Once again, Wizard chooses to horn in on territory where locally owned and beloved conventions have scheduled. Just as they purchased Mid-Ohio Con in Columbus and took over the New York Comic Con in years past. When asked for comment (in case you didn’t read the link above) Wizzy just piddled in the corner… essentially blaming the convention center, and kicking the dirt by it’s boots like a child trying to lie, and failing. It’s maddening.
Wizard has deeper pockets than small comic-based shows. It’s a fact. They book bigger halls, bag bigger stars, and charge exhibitors considerably more. And the fact that Wizard Chairman John Macaluso himself commented that “Scheduling conflicts do no one any good,” he’s merely playing coy in my not-so-humble opinion. What Macaluso isn’t saying is that the conflicts are plenty good for him because the odds are in his favor. His shows snipe in dates weeks earlier than his competition, and brings in pop-culture stars from movies and TV… which invariably draw in a larger audience.

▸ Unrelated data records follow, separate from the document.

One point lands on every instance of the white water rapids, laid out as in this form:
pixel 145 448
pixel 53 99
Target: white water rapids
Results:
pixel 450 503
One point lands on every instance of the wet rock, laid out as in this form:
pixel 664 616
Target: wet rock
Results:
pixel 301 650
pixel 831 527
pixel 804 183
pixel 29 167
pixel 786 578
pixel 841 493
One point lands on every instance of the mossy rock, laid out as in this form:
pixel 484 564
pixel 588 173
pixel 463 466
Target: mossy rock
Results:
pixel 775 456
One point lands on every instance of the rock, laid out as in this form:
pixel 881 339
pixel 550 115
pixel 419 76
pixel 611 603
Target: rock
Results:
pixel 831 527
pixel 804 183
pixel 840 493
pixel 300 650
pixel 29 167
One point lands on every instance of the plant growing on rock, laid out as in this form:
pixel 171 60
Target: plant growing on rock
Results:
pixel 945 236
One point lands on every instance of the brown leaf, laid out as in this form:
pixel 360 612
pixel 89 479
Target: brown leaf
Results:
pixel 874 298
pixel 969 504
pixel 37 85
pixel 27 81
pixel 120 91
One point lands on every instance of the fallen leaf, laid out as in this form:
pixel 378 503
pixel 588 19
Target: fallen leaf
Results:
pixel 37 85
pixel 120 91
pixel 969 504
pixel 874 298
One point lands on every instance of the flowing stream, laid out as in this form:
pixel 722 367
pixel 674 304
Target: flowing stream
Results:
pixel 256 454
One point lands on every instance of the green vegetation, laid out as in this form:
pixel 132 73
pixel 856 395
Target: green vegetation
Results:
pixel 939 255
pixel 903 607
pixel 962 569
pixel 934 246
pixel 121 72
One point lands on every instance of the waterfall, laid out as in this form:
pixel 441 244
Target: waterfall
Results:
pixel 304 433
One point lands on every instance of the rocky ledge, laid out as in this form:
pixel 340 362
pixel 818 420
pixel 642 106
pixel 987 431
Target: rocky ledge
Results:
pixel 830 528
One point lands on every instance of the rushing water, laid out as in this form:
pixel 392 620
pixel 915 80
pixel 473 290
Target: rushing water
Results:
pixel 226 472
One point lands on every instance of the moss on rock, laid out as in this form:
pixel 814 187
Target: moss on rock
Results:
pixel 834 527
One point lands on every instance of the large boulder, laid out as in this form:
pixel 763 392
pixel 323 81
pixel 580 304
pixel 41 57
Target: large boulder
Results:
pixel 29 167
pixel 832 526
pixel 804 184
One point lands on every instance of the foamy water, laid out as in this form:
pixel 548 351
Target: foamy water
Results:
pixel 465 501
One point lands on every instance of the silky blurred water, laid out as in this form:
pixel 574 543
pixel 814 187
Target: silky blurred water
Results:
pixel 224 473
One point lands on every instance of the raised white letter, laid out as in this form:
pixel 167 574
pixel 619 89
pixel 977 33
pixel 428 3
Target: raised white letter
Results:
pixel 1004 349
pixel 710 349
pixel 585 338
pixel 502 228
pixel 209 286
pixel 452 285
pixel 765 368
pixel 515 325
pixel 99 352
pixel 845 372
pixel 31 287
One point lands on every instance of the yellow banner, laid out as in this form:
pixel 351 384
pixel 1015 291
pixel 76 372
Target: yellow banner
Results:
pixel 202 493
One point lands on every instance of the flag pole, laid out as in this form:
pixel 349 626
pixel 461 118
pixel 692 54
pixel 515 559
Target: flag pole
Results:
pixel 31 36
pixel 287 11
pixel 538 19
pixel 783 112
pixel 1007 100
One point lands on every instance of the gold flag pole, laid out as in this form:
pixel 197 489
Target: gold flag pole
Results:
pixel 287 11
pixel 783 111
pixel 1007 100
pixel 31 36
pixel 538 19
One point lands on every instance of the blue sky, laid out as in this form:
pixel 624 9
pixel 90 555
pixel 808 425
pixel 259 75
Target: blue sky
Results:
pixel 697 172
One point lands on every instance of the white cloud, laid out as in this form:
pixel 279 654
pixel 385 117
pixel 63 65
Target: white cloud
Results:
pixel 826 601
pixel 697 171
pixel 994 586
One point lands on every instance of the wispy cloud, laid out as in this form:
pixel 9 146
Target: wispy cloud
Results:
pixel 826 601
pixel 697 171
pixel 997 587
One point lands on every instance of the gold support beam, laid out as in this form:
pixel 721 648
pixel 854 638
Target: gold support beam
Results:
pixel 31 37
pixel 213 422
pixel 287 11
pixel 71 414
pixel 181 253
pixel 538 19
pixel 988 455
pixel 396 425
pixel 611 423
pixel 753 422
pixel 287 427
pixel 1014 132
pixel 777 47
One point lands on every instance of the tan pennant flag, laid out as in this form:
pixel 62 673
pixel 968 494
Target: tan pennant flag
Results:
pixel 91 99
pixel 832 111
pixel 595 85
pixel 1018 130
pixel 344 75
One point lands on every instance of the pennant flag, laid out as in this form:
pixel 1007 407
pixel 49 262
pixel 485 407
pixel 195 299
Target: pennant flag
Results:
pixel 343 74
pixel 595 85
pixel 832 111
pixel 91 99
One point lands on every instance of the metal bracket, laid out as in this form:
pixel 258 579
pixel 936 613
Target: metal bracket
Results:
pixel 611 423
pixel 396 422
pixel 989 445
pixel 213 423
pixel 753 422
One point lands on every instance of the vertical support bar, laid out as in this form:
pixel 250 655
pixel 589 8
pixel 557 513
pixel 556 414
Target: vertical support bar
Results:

And in a smaller city like Columbus or Minneapolis? The average con-goer will have little to no reason (or a plethora of discretionary funds) to attend one con right after the other.
In short, the little guy gets boned, unless they spend their time creating guerrilla marketing efforts such to undercut Wizard all in an attempt not to go under. Mid-Ohio simply caved. And now? The same Cincinnati/Columbus area will see three conventions within a six-week period: Wizard’s Mid-Ohio Con, the newly formed Cincy Comic Con, and the elder Cincinnati Comic Expo.
Is this the fate of Minneapolis looks forward to? Conventions fighting over guests and rolling the dice on their attendance? In the end, if that happens everyone will lose. And when the competition has a deeper wallet, the battle becomes that much harder to fight. We proud dwellers of the Artist Alley are left in waiting, trying to figure out what move to make. Especially those of us making the choice to venture beyond our hometown borders… Where profitability of these shows determines whether we’re eating a nice steak dinner after the show, or supersizing on our way home, with merchandise still in tow.
As it stands, Unshaven Comics this year alone has visited Dayton OH, Ft. Wayne IN, Novi MI, Charlotte NC, and the Chicagoland area several times. Later this year we’re going to Cincinnati, St. Louis, Baltimore, New York, Dearborn, and Kokomo. It’s our hope that Wizard takes a step back, and considers making the shows its known for good again… rather than simply expand it’s empire of bullying.